Les autres contributions sont toutes aussi intéressantes et les annexes permettent  de se remettre en tête ce qui est à l’œuvre : 1986, début de l’informatique à l’école, vers 2010 émergence de contre pouvoir hélas insuffisants (CNRBE, appel de Beauchastel, Écran total…) pendant que fichage, évaluations par compétences et autre LSU, très dépendants du numérique, s’installaient dans chaque salle de classe, pendant que les enseignant·es, dans leur grand majorité, se soumettaient, piétinant ainsi les questions éthiques liées à notre métier. 

En 2016, la loi “travail” instaure dans la continuité le compte personnel d’activité avec ses quatre grandes compétences à tiroirs, disqualifiant ce que devrait être l’évaluation en même temps que l’évaluateur !  

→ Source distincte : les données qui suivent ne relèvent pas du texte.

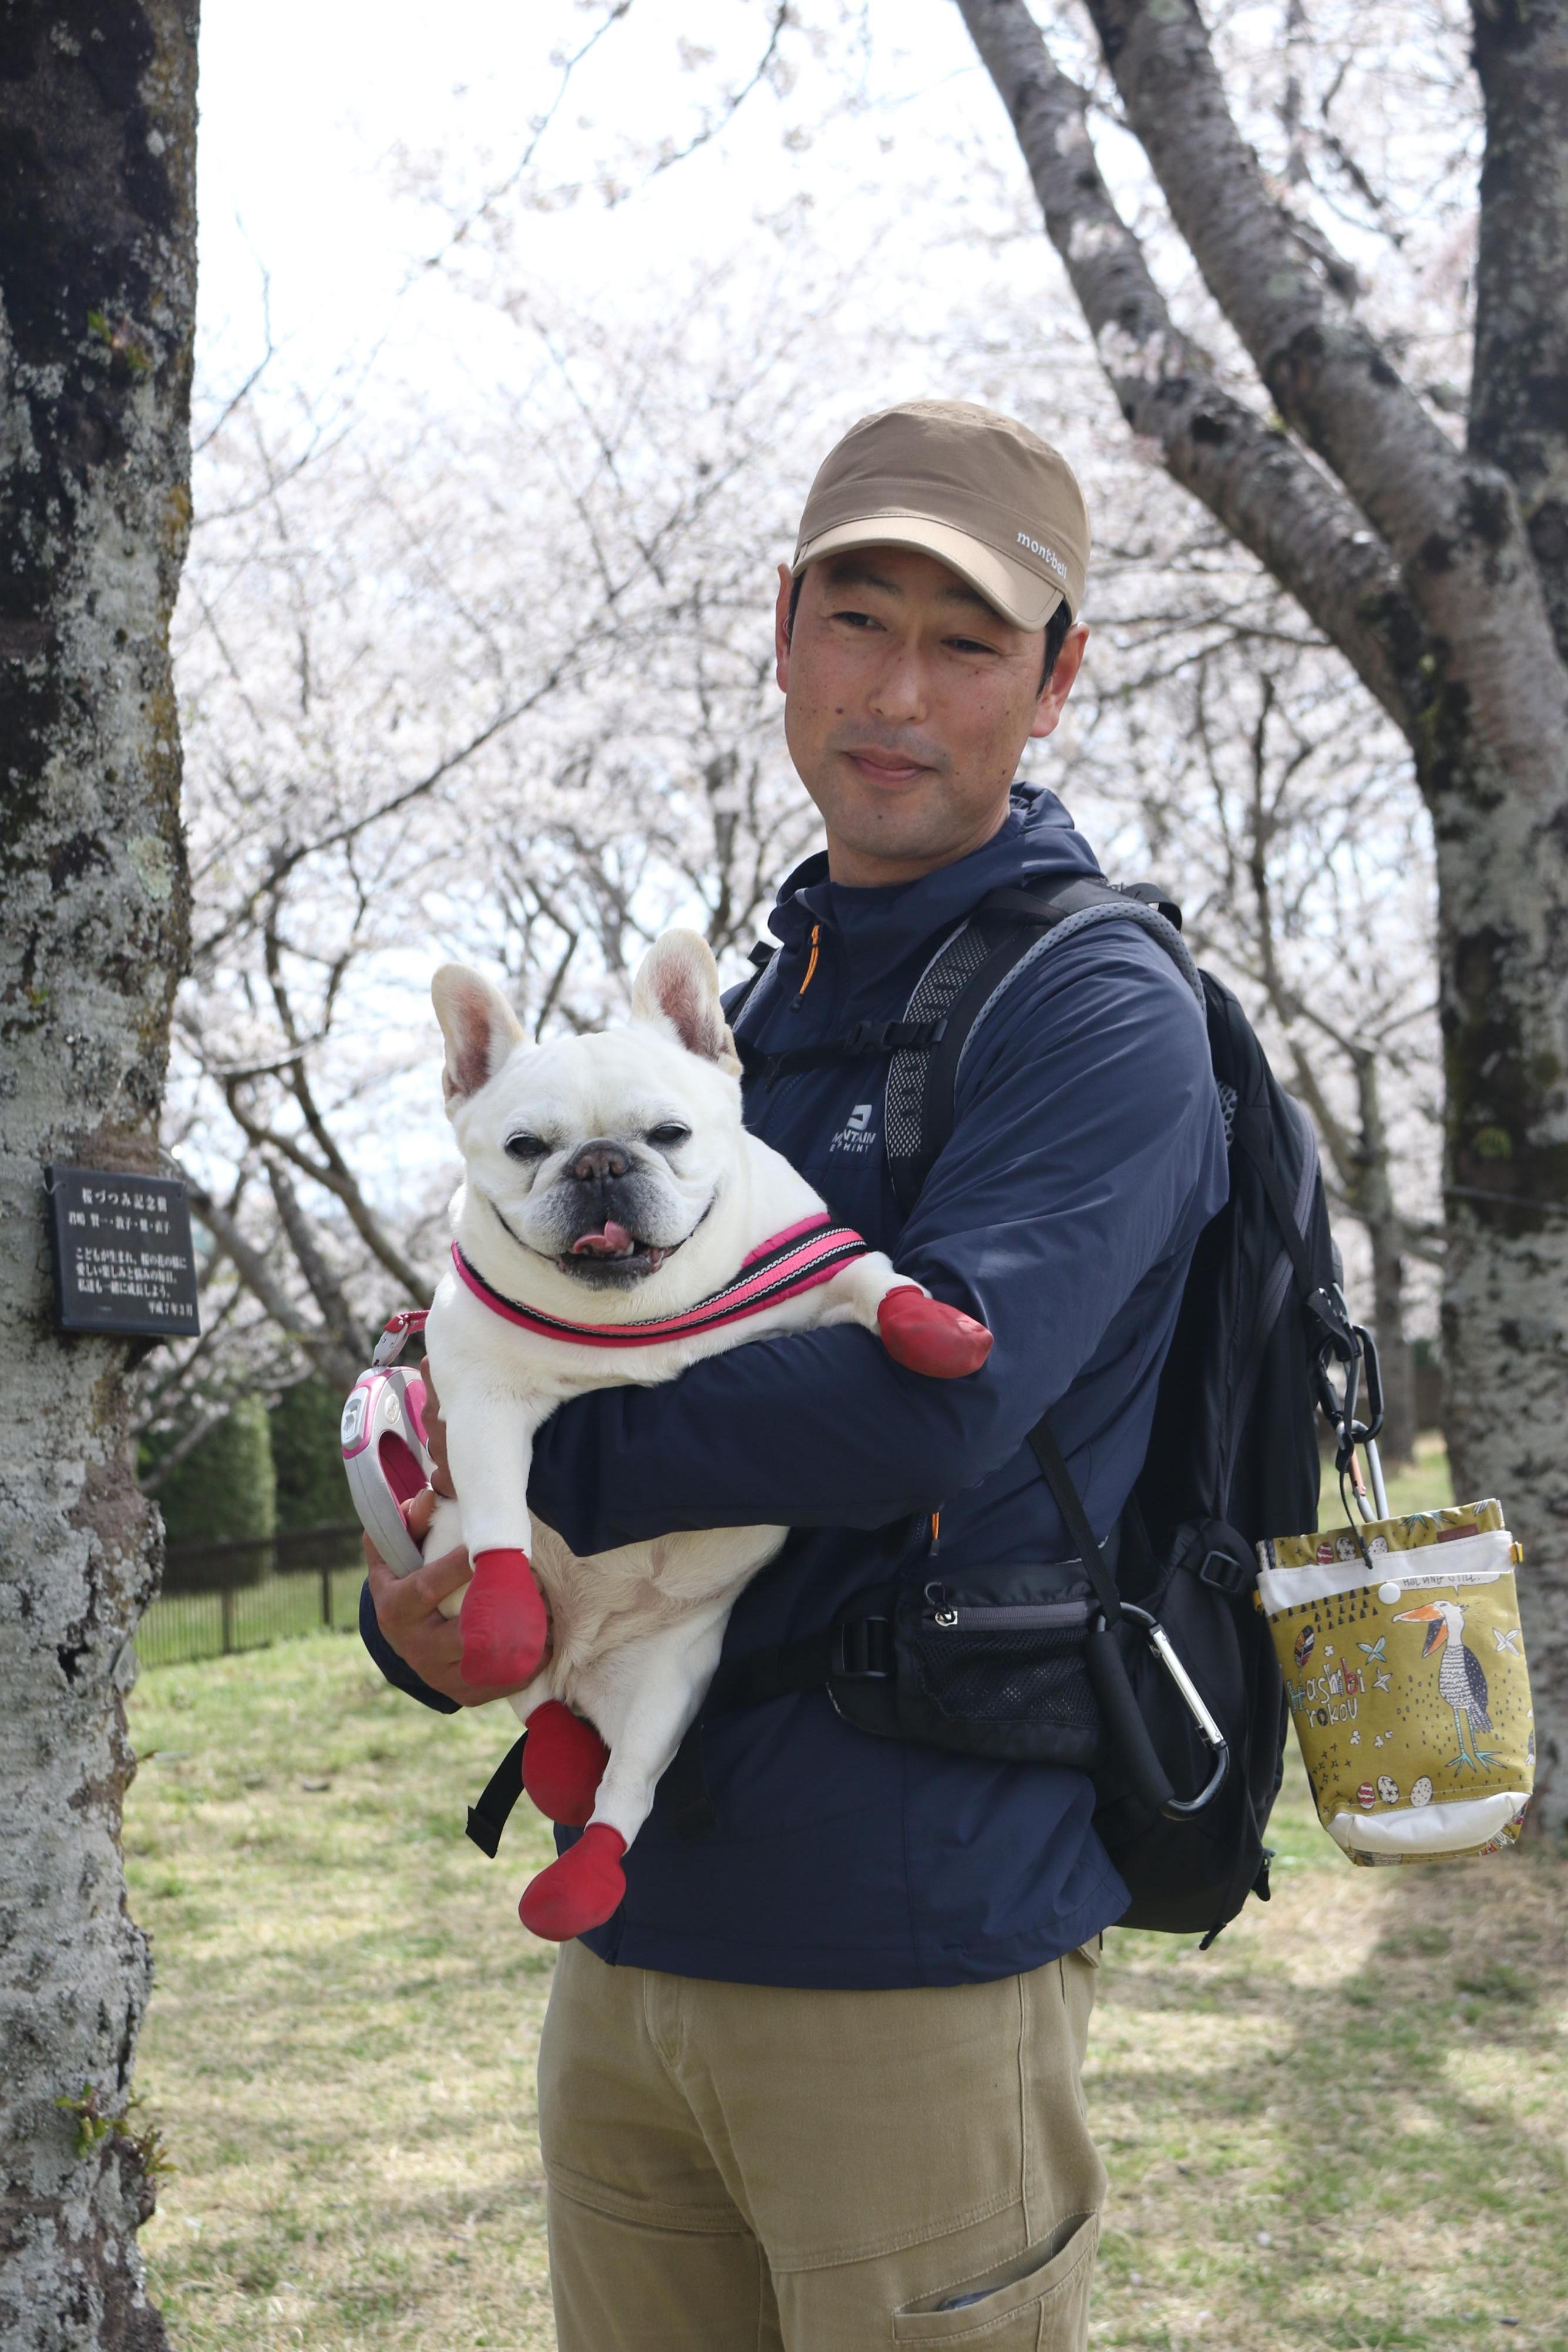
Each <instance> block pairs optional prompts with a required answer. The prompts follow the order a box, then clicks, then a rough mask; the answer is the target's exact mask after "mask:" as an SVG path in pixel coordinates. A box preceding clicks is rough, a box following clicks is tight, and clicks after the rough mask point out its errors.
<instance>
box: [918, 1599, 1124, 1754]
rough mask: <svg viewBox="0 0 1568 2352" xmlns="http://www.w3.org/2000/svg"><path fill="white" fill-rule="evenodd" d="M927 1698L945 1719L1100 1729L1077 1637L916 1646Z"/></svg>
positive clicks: (1031, 1636) (996, 1639)
mask: <svg viewBox="0 0 1568 2352" xmlns="http://www.w3.org/2000/svg"><path fill="white" fill-rule="evenodd" d="M910 1663H912V1665H914V1675H917V1682H919V1689H922V1696H924V1698H929V1700H931V1705H933V1708H940V1712H943V1715H952V1717H961V1719H964V1722H980V1724H1018V1722H1051V1724H1060V1726H1063V1729H1065V1731H1093V1729H1095V1724H1098V1722H1100V1717H1098V1710H1095V1696H1093V1691H1091V1686H1088V1672H1086V1668H1084V1628H1081V1625H1079V1630H1077V1632H1044V1635H1027V1632H961V1635H954V1632H943V1630H940V1628H929V1630H926V1628H922V1632H919V1635H917V1637H914V1639H912V1642H910Z"/></svg>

S’insubordonner, cet ouvrage donne des éléments précis pour le faire car nous le savons toutes et tous : l’éducation ne pourra, ne devra pas être l’exécution de procédures numérisées visant à se comporter conformément, mais bien un échange entre des êtres humains visant les transmissions de connaissances, les questionnements, les recherches, la pensée critique.

Le lire, le faire lire pour avoir la force d’être davantage résistant·es !  

E. Lefevre

Critiques de l’école numérique, coordonné par Cédric Biagini, Christophe Cailleaux, François Jarrige, éditions L’échappée, octobre 2019, 448 p., 25 €.